Rescue workers on the collapsed Pyne Gould Guiness building in central Christchurch. Photo / Mark Mitchell

Earthquake engineers are calling for tougher standards for strengthening old buildings after the catastrophic collapse of many pre-1970s buildings in the Christchurch earthquake.

The Pyne Gould building, Canterbury TV and other buildings where most lives were lost are all believed to have been built before a succession of increasingly tough
earthquake-resistant standards began in the mid-1970s.

A 2004 change to the Building Act required all local councils to adopt policies to strengthen such buildings to at least one-third of the current building standard.

But engineers say that almost all councils, except Wellington, have adopted merely "passive" policies which do not require strengthening old buildings except when their owners seek new building consents for alterations.

And Auckland University Associate Professor Jason Ingham, a management committee member of the NZ Society for Earthquake Engineering, said the society advocated raising the requirement to two-thirds of the current standard.

"If you improve your building to only one-third of the building standard, it is still 20 times more likely than a modern building to fall down in an earthquake," he said. "At two-thirds, it's only something like three times as likely to fail."

Ironically, Dr Ingham and other international experts were in Christchurch when the quake struck on Tuesday holding a seminar aimed at getting councils to give more urgency to strengthening old reinforced masonry (brick, stone or concrete) buildings.

He said that, even after the first Christchurch quake in September, most councils had not identified buildings at risk in a major earthquake, contacted the owners or developed any plans for how to strengthen them.

"Everybody has to learn from every earthquake.
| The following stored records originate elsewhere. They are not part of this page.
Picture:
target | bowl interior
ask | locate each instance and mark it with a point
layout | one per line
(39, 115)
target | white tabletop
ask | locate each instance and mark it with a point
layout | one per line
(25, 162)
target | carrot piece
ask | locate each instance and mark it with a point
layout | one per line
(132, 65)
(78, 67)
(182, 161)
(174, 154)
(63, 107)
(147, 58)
Anyone who feels there is nothing to be learnt is just being naive," he said.

Another Auckland University engineer, Dr Quincy Ma, said Tuesday's building collapses did not necessarily show that the structures were not strong enough, because the quake was so violent.

"The ground motion in Christchurch was over what we expect for a 1000-year return period," he said. "We design for a 475-year return period."
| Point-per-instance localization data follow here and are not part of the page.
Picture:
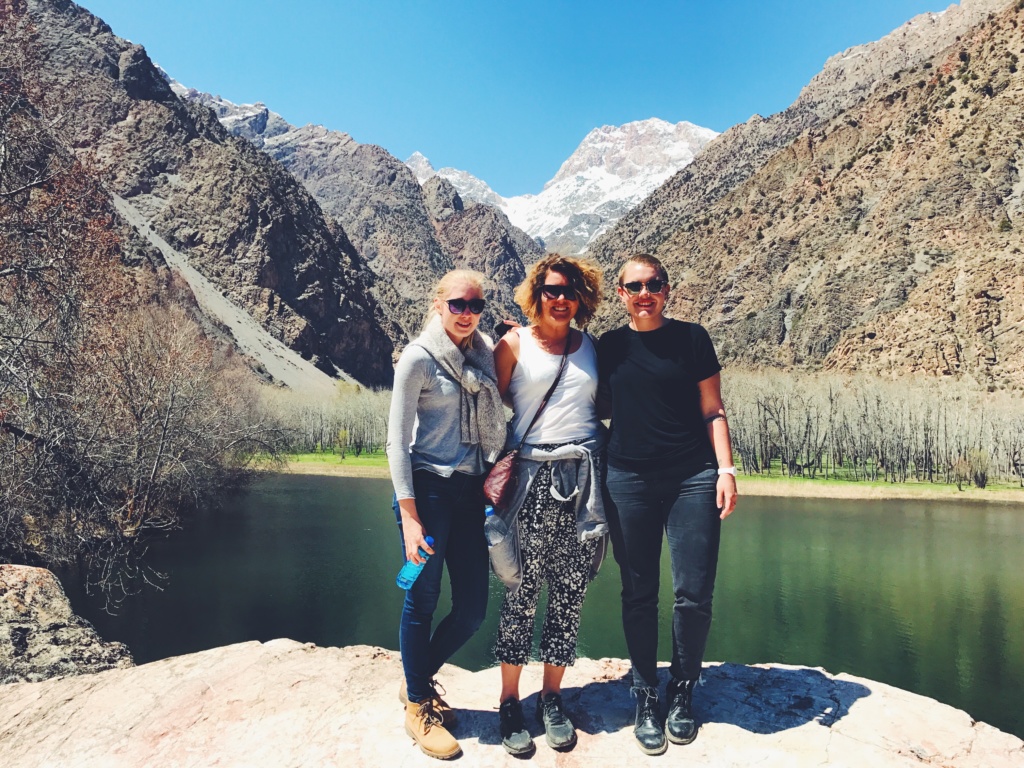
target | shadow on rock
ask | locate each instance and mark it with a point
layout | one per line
(759, 699)
(769, 699)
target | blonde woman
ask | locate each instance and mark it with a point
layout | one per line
(446, 426)
(556, 519)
This means the ground shaking from Tuesday's magnitude 6.3 quake was even more violent than Christchurch can expect from a magnitude 8 jolt on the Alpine Fault, which is expected every 300 to 400 years and was regarded as the test that buildings had to be designed for. The fault last moved 290 years ago.

Dr Ma said the fault that shook the city this week had not been identified as a major risk before.

"From the last [September] quake we thought all the lessons had been learnt, but that was just a dress rehearsal for the real test," he said.

Wellington City Council requires any building built before 1976 to be strengthened to a third of the current standard within 20 years if it may contain, or risk damaging, crowds of people. A previously tighter timetable was pushed out to 20 years in 2009 after building owners complained about the costs. Former mayor Kerry Prendergast urged the council to revisit the issue "with a view to tightening the deadlines again" after the September quake.

Auckland Council building policy manager Bob de Leur said all previous councils in the Auckland region had only passive policies requiring strengthening when new building consents were sought. The new combined council is expected to review that policy this year. Home Owners and Buyers Association president John Gray said virtually all "leaky buildings" had been found to have structural defects as well as leaks.

But he said a Building Amendment Bill now before Parliament would weaken controls even further by removing an existing requirement for consent authorities to physically inspect new buildings before issuing code compliance certificates - now to be called "consent completion certificates".